Ces derniers mois, les autorités palestiniennes basées à Ramallah ont été accusées de corruptions dans plusieurs affaires, notamment en ce qui concerne la nomination de proches de hauts responsables palestiniens à des postes haut placés. À la suite de ces allégations, des militants palestiniens ont organisé le « Comité de coordination pour les mouvements populaires », qui regroupe plusieurs mouvements associatifs de plusieurs villes de Cisjordanie occupée. Cette organisation a défini plusieurs objectifs, dont l’amélioration de la transparence, la séparation des pouvoirs au sein du gouvernement, la contestation du népotisme au sein des autorités palestiniennes, et la dénonciation des cas de corruption et d’abus de pouvoir dans les secteurs public et privé.
Début juin 2020, le tribunal de première instance de Ramallah a inculpé quatre militants anticorruption appartenant à cette organisation de « diffamation » à l’égard de la Société palestinienne des télécommunications. Ces quatre militants sont : Jasser Jaser, Jihad Abdou, Izz al-Din Za’aloul et Musa al Qasiya. Selon Lawyers for Justice, une organisations d’avocats qui représente les quatre hommes, ces militants sont des membres de la Coalition pour un secteur palestinien des télécommunications équitable, qui a lancé en 2017 la campagne Bekafi ya shirikat alitisalat. Les quatre militants ont par la suite été libérés sous caution.
Le 7 juillet, les forces de sécurité palestiniennes ont arrêté un des dirigeants du « Comité de coordination pour les mouvements populaires », Fayez Swaity, peu après qu’il eut dénoncé sur les réseaux sociaux la distribution non équitable de l’aide financière aux Palestiniens. Selon Lawyers for Justice, Fayez Swaity a été placé en détention par des agents des forces de sécurité palestiniennes qui ont effectué une descente à son domicile à Dura, une ville proche d’Hébron. Il a été libéré sous caution le 13 juillet.

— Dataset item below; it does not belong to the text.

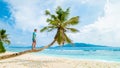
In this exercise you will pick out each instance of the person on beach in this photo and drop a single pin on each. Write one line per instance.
(34, 39)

Le 15 juillet, le « Comité de coordination pour les mouvements populaires » a appelé à manifester pacifiquement dans la ville de Ramallah, en Cisjordanie, le 19 juillet. Plusieurs militants anticorruption ont organisé un rassemblement sur le thème « Trop c’est trop » dans le cadre de la campagne contre la corruption endémique des autorités palestiniennes. Peu avant l’heure fixée pour le début de la manifestation , vers 17 h 30, les forces palestiniennes basées à Ramallah ont été déployées sur la place al Manara, dans le centre de Ramallah. Les forces palestiniennes ont arrêté 19 des militants qui participaient à la manifestation peu après le début de ce mouvement de protestation.
D’éminents militants anticorruption ont ainsi été arrêtés, dont Fayez Swaity, arrêté pour la deuxième fois. Selon Lawyers for Justice, les 19 militants ont été emmenés dans un centre de détention de la direction de la police de Ramallah. Trois de ces personnes ont été relâchées, mais les 16 autres ont été présentées devant le parquet le 20 juillet, et inculpées de « rassemblement illégal » et de « violation des dispositions de l’état d’urgence ». Six d’entre elles ont été remises en liberté et les dix autres ont été maintenues en détention. Le 22 juillet, le tribunal de première instance de Ramallah a prolongé de 15 jours la détention des 10 militants. Le 23 juillet, le tribunal a rejeté une demande de libération sous caution des détenus. La prochaine audience aura lieu le 5 août 2020.
Amnesty International a recueilli des informations indiquant que les forces palestiniennes en Cisjordanie et à Gaza continuent d’arrêter arbitrairement des personnes qui manifestent pacifiquement ou expriment des critiques envers les deux autorités. Parmi les personnes appréhendées et détenues se trouvent des journalistes, des étudiant.e.s, des personnes critiques à l’égard des autorités et des défenseur.e.s des droits humains. Amnesty International constate avec inquiétude que nombre de ces arrestations sont arbitraires et que les procédures judiciaires ne sont pas conformes aux normes relatives aux procès équitables.
De plus, Amnesty International s’inquiète vivement de l’utilisation systématique de la torture et des mauvais traitements contre les détenus par les forces de sécurité palestiniennes, en toute impunité, alors que l’État de Palestine a adhéré au Protocole facultatif se rapportant à la Convention contre la torture le 29 décembre 2017.
Ces arrestations vont à l’encontre des mesures louables qui ont été prises par les autorités palestiniennes en Cisjordanie et dans la bande de Gaza pour libérer des personnes emprisonnées ou détenues, dans le cadre de leur riposte face à la crise sanitaire. Elles s’inscrivent en outre dans un contexte de violations préexistantes et systématiques du droit à la liberté d’expression commises par les autorités palestiniennes.